Eurogamer shared information from their industry sources, and none of it was wrong.
When they revealed that the silicon was capable of 2/1 gHz that was because people had been informed that those were the "silicon limits". And indeed, it is the silicon limit because basically the same chip has shipped in a product that maxes (before throttling obv) at 2/1 gHz.
No-one ever said that they'd ship at these clocks in the Switch - some thing many of us have been at pains to point out for months. Again, that was a max figure for the silicon, and was reported as such. And it turns out that those almost certainly are the max clocks for the silicon that Nvidia can provide, though Nintendo are possibly free to bin for whatever criteria they like.
Eurogamer later reported what Nintendo had told developers the final clocks were. Note: Eurogamer didn't set the final clocks themselves, they simply reported on what Nintendo had told developers the final clocks were, under a title of "final clocks". These figures were later leaked elsewhere, it's just that Eurogamer revealed them first.
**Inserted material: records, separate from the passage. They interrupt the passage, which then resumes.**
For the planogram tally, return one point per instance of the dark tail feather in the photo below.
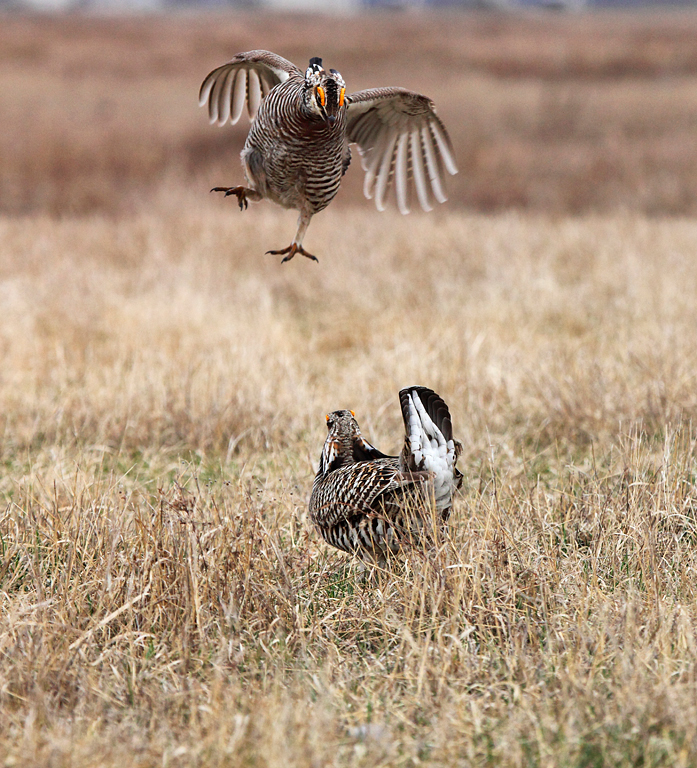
(435, 407)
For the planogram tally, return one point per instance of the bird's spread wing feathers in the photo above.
(400, 138)
(246, 79)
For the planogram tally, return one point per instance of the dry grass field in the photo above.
(163, 600)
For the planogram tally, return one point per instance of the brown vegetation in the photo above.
(163, 389)
(548, 113)
(163, 601)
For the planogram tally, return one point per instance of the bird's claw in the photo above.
(290, 251)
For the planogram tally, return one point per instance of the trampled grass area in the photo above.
(162, 390)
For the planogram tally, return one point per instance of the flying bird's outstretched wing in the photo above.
(245, 79)
(400, 137)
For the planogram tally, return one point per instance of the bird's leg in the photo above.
(244, 194)
(296, 245)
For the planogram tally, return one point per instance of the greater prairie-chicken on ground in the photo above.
(297, 149)
(368, 503)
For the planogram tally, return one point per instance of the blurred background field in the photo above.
(556, 113)
(163, 600)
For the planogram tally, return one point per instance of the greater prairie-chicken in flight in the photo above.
(297, 149)
(368, 503)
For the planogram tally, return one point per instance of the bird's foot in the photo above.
(241, 193)
(291, 250)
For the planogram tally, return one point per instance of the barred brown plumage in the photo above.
(366, 502)
(298, 150)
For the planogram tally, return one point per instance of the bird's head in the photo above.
(343, 429)
(326, 91)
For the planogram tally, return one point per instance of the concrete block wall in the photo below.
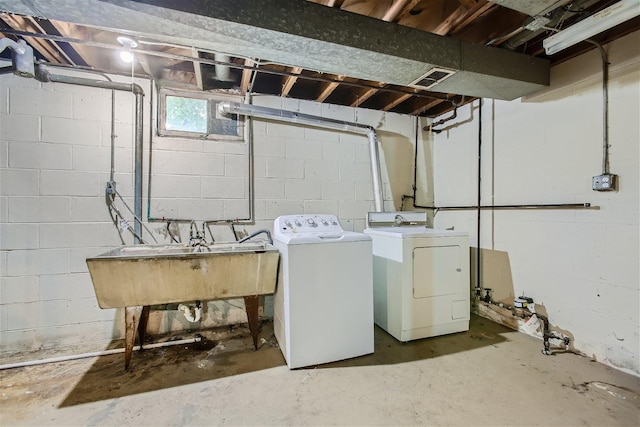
(54, 163)
(580, 266)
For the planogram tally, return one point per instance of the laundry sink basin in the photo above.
(144, 275)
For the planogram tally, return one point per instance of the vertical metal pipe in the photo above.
(113, 135)
(378, 199)
(605, 106)
(478, 269)
(137, 193)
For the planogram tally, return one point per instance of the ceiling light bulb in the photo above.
(126, 56)
(127, 42)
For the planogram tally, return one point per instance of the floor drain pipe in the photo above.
(321, 122)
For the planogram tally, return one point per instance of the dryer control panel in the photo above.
(308, 223)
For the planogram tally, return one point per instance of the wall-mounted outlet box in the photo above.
(604, 182)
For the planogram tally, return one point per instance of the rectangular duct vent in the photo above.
(433, 77)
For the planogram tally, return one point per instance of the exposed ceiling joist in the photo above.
(328, 89)
(313, 37)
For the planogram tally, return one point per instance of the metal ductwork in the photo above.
(311, 36)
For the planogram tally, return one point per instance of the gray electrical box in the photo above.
(604, 182)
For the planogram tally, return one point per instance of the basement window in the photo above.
(189, 114)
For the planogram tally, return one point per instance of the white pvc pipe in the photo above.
(323, 122)
(95, 354)
(18, 47)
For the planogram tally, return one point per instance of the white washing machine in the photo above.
(420, 276)
(323, 305)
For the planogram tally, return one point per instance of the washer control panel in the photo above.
(308, 223)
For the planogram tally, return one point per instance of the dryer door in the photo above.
(436, 271)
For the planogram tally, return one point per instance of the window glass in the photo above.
(186, 114)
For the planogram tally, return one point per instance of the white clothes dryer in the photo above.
(421, 276)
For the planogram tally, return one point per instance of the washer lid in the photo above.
(405, 232)
(313, 229)
(321, 238)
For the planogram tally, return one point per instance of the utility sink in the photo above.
(161, 274)
(136, 277)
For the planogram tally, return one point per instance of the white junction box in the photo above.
(421, 278)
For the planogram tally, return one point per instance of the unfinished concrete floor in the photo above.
(489, 375)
Now, after months of analysing final or near final software Nintendo have traded the 1600 mhz mobile memory mode for a 384 mhz GPU mode. It's interesting to note that this is tradeoff and not an outright bump. Nintendo are engaging in fine tuning of configurations. This absolutely makes sense.
All these developers must be having a blast, with ever-changing memory bandwidth, GPU and CPU clocks that take enormous jabs at whatever low-level optimizations they're trying to achieve, up to a week from launch.
Probably not too much low level development going on. It would be wise to isolate hardware via the API with a view to future Switch revisions. A GPU clock bump is unlikely to cause any problems at all, and just because we're only finding out now doesn't mean developers didn't know earlier.
Any other outlet would have been scrutinized for these kinds of maneuvers, but eurogamer keeps changing their goalposts and somehow for you people that makes them more credible and not less.
Eurogamer haven't moved any goalposts. They've only shared information that developers have been given.
And I'm still expecting additional configurations to appear over time, when the use case for those configurations arises. And if that happens Eurogamer still won't be wrong for passing on what Nintendo had told developers at the time.
CPU clocks going from 2GHz in July to 1GHz in December in is anything but usual clock tweak.
CPU clock in the Switch was likely never going to be 2 gHz. Ever. Again, that was a figure given as a max for the silicon, not for the Switch.
To be honest, this wanting to believe is starting to look like a bit of an accusation.
I think it's more of an explanation than anything.
Cutting memory bandwidth in portable mode from 25GB/s to 20GB/s (20% less) in shared GPU/CPU resources at the last minute is just a setting?
Yeah, it's literally a setting.
And the 384 mHz mode is probably more of a speed bump in overall frame time than the loss of BW in most or all games (assuming that a game was using 1600 in mobile mode and not 1331 to begin with). I expect Nintendo have been doing a lot of profiling.